Alina war das egal. Sie hörte nur zum Teil hin und tobte weiter. Ihre Gedanken waren inzwischen ganz woanders. Und für einen kurzen, unachtsamen Moment sahen ihre Augen dorthin, wo ihre Gedanken waren. Dieser kurze verbotene Blick entging jedem - nur nicht ihrem Vater. Dieser hatte schnell begriffen. Schneller noch, als Alina selbst ihre kleine Unachtsamkeit bemerkt hatte. Sie sah zu ihrem Vater. Dessen Gesichtausdruck war hart und konzentriert.

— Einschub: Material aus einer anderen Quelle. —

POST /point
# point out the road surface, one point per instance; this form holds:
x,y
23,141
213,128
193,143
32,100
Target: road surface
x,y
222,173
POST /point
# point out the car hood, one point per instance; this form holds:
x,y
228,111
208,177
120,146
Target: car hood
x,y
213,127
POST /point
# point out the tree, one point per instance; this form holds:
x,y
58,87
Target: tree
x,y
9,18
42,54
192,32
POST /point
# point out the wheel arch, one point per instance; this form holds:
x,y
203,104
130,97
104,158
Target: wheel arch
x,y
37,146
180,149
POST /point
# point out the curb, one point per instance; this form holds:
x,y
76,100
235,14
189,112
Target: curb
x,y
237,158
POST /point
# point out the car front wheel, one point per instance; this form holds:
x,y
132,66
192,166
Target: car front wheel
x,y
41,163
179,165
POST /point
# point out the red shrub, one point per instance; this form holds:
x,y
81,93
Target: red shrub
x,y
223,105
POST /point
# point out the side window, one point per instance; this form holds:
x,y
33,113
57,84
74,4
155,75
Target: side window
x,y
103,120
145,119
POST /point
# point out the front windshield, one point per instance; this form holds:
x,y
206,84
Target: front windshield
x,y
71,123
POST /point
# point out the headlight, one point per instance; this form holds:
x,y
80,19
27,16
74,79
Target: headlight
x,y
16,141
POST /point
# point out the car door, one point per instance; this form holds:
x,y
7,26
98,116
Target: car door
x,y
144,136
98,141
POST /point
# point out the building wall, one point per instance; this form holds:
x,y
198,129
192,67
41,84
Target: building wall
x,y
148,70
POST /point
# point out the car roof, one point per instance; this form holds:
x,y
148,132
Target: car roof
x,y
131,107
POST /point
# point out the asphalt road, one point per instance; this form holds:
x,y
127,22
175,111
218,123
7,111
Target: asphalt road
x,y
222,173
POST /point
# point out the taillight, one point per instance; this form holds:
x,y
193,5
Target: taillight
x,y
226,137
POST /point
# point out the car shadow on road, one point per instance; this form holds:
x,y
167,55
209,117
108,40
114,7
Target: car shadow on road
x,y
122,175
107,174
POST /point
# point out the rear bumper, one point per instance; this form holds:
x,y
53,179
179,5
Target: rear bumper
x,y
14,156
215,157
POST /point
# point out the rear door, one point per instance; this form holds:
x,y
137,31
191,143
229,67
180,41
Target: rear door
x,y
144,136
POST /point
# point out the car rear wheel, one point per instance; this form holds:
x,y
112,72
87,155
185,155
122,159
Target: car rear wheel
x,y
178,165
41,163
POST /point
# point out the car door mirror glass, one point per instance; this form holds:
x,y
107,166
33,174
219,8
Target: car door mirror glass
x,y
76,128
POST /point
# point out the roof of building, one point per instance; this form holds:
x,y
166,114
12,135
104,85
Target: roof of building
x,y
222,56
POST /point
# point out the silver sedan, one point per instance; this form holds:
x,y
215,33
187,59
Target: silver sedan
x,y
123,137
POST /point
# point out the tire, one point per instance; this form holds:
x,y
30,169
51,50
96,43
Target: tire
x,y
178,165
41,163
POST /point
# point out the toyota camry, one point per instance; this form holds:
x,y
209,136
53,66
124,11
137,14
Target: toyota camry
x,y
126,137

Hans steuerte auf Jan zu und bedeutete ihm, Alina loszulassen. Dann zeigte er dorthin, wo Alina zuvor hingeschaut hatte. Schliesslich flüsterte er Jan einen kurzen Befehl ins Ohr, woraufhin dieser gehorsam losrannte. Währenddessen hatte Alina ihr Ablenkungsmanöver aufgegeben und schaute der Szene gebannt zu. Was nach ihrem Theater auf sie selbst zukommen würde, daran mochte sie noch nicht denken. Ihre ganze Energie lag nun auf nur einem Wunsch: Inständig hoffte sie, keiner der Verfolger würde Ambros einholen, vor allem nicht Jan.